The most interesting aspect of “Harmagedon” is how much of the spotlight is cast outside the band. The most dazzling technical displays, as well as the most important work setting the mood, are given over to the guest musicians. The orchestra offers a deeper experience than artificial strings can, while current and former Dream Theater keyboardists Jordan Rudess and Derick Sherinian, as well as progressive legend Neal Morse, are as much a part of the fabric of the album as the core band. Their contributions are both tasteful and impressive as needed, adding the layers that make this kind of music engrossing. The presence of such revered players not only ensures the quality of the work on the album, but raises the stature of the band as a whole. They are a stamp of approval on the material “Harmagedon” has to offer, one that carries a lot of weight.
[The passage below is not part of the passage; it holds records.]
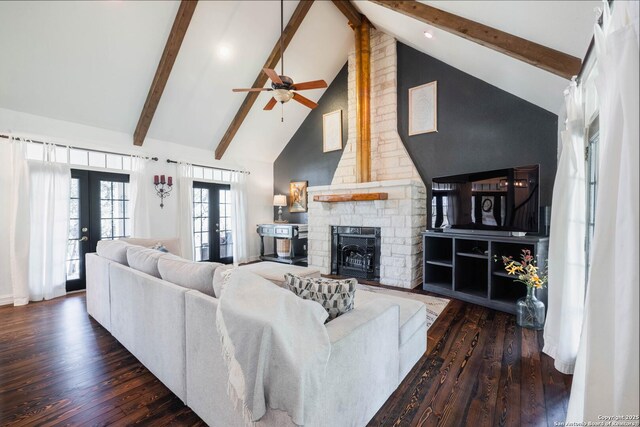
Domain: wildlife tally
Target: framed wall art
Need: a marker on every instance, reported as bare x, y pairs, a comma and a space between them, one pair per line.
332, 131
423, 108
298, 196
It's important not to go into “Harmagedon” expecting to hear the blend of pop and prog that Dream Theater and Neal Morse have perfected. Singer Ted Leonard (also singer for Spock's Beard) delivers a good performance and a few good melodies, but none that truly stick. It's a difficult skill to master in this genre, but that's not what “Harmagedon” is about, so they aren't missed. “Harmagedon” is about setting a mood and telling a story, and on that level, it absolutely delivers.